Production Deployment & Operations

Module Duration: 5-6 hours Learning Style: Configuration + Monitoring + Troubleshooting Outcome: Deploy and operate production Neo4j clusters with HA and performance

Neo4j Deployment Options

1. Single Instance: Development, testing 2. Causal Cluster: Production HA (3+ servers) 3. Neo4j Aura: Managed cloud service 4. Fabric: Multi-database federation (sharding)

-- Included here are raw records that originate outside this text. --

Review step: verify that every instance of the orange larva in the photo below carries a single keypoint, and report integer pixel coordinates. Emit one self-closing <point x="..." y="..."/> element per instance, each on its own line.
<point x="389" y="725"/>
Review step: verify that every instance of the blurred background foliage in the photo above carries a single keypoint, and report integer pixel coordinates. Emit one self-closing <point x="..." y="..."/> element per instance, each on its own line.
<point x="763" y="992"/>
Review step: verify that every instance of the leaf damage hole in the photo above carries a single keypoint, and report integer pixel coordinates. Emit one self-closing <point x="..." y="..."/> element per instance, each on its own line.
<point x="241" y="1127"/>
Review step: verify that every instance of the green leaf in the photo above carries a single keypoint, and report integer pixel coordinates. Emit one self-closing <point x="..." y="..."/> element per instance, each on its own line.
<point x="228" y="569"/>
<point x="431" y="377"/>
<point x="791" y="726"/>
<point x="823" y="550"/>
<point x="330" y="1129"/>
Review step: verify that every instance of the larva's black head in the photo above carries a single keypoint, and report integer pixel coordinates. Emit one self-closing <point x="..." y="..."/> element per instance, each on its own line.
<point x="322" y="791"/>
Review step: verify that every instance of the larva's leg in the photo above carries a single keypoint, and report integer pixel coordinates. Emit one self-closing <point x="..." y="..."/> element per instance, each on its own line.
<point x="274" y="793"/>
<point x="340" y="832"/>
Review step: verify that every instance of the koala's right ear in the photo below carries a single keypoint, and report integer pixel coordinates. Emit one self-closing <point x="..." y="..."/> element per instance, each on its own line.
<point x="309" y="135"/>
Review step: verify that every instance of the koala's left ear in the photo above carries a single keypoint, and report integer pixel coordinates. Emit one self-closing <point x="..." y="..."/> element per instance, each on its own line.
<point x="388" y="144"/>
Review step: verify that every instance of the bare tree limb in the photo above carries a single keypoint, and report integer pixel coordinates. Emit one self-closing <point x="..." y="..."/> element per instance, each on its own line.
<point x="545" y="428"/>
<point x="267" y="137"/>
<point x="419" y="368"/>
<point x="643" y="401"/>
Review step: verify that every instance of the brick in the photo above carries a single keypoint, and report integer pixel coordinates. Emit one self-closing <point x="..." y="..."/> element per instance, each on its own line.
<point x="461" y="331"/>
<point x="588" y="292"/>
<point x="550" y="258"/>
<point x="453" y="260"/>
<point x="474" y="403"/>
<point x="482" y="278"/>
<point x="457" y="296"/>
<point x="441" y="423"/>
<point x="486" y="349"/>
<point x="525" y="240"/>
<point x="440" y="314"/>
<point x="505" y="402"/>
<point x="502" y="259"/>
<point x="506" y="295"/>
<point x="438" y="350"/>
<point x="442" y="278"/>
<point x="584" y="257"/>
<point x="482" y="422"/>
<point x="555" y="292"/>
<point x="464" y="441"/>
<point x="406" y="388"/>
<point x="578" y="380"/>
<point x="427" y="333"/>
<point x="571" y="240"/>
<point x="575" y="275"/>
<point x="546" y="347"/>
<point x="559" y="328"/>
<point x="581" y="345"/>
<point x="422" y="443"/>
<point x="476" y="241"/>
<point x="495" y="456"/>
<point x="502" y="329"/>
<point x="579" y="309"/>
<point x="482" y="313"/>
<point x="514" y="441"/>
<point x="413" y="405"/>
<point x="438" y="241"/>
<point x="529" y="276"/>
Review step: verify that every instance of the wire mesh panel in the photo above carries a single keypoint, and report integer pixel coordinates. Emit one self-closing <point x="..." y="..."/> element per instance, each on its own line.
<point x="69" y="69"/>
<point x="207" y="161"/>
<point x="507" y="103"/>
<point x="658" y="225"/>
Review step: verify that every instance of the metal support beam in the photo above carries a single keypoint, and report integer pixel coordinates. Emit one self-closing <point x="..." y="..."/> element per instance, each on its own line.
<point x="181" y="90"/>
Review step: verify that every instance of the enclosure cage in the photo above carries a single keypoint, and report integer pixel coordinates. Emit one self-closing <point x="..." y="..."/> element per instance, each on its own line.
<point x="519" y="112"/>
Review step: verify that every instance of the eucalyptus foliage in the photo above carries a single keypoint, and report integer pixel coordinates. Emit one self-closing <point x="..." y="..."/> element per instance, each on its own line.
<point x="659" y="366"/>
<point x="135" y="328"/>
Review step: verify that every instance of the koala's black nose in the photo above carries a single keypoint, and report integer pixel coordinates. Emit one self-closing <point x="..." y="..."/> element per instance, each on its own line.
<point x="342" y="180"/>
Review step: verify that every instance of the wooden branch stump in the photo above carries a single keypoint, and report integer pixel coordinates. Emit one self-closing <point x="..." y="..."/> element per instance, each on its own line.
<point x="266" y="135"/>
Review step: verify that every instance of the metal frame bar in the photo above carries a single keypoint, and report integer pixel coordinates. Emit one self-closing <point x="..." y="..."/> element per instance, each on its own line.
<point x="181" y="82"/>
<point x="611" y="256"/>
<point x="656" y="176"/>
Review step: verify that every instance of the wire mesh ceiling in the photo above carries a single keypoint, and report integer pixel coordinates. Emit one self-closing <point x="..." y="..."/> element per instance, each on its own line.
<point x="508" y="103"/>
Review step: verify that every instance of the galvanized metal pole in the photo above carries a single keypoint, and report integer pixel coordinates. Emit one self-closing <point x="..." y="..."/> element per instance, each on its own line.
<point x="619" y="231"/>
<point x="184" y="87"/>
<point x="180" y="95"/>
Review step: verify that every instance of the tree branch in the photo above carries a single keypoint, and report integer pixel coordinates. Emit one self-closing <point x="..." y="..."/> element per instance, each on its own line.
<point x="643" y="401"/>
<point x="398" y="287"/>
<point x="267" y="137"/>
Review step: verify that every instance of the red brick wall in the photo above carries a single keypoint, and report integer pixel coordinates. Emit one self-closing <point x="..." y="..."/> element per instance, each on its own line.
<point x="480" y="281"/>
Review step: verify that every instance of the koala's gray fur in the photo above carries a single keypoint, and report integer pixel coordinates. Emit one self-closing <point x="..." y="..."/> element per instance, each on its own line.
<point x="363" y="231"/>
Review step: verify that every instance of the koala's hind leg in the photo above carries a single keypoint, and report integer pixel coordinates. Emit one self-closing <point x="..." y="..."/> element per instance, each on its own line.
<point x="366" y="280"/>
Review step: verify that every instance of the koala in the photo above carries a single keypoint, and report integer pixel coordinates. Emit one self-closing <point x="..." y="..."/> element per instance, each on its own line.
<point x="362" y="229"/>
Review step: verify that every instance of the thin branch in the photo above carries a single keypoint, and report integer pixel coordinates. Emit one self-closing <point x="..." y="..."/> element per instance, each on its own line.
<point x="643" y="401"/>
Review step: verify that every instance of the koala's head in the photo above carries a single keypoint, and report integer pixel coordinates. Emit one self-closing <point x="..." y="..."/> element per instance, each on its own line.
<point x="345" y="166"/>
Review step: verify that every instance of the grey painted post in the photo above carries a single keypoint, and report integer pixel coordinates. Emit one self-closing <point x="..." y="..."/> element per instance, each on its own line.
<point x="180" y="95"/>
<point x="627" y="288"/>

Part 1: Causal Clustering Architecture

How It Works

        Core Servers (Raft Consensus)
    ┌─────────┬─────────┬─────────┐
    │ Leader  │ Follower│ Follower│
    │ (Writes)│ (Reads) │ (Reads) │
    └────┬────┴────┬────┴────┬────┘
         │         │         │
         └─────────┼─────────┘

        ┌──────────┴──────────┐
        │                     │
   Read Replica          Read Replica
    (Reads Only)         (Reads Only)
Core Servers:
  • Handle writes (via Raft leader election)
  • Minimum 3 servers (tolerate 1 failure)
  • Recommended: 5 or 7 (tolerate 2 or 3 failures)
Read Replicas:
  • Asynchronous replication from core servers
  • Scale read throughput
  • Can be added/removed dynamically

Configuration

neo4j.conf (Core Server):
# Cluster settings
dbms.mode=CORE
causal_clustering.minimum_core_cluster_size_at_formation=3
causal_clustering.minimum_core_cluster_size_at_runtime=3

# Discovery (initial servers)
causal_clustering.initial_discovery_members=server1:5000,server2:5000,server3:5000

# Ports
causal_clustering.discovery_listen_address=0.0.0.0:5000
causal_clustering.transaction_listen_address=0.0.0.0:6000
causal_clustering.raft_listen_address=0.0.0.0:7000

# Bolt connector (client connections)
dbms.connector.bolt.enabled=true
dbms.connector.bolt.listen_address=0.0.0.0:7687
neo4j.conf (Read Replica):
dbms.mode=READ_REPLICA
causal_clustering.initial_discovery_members=server1:5000,server2:5000,server3:5000

Starting a Cluster

# On each server
neo4j start

# Check cluster status
cypher-shell "CALL dbms.cluster.overview()"
Output:
┌──────────┬─────────┬────────┬──────────┐
│ id       │ address │ role   │ database │
├──────────┼─────────┼────────┼──────────┤
│ server1  │ :7687   │ LEADER │ neo4j    │
│ server2  │ :7687   │ FOLLOWER│ neo4j   │
│ server3  │ :7687   │ FOLLOWER│ neo4j   │
│ replica1 │ :7687   │ READ_REPLICA│ neo4j│
└──────────┴─────────┴────────┴──────────┘

Part 2: Routing and Load Balancing

Bolt Routing

Driver Configuration (Python):
from neo4j import GraphDatabase

driver = GraphDatabase.driver(
    "neo4j://server1:7687,server2:7687,server3:7687",  # Cluster endpoints
    auth=("neo4j", "password"),
    max_connection_pool_size=50
)

# Write transaction (routed to leader)
with driver.session(default_access_mode="WRITE") as session:
    session.run("CREATE (p:Person {name: $name})", name="Alice")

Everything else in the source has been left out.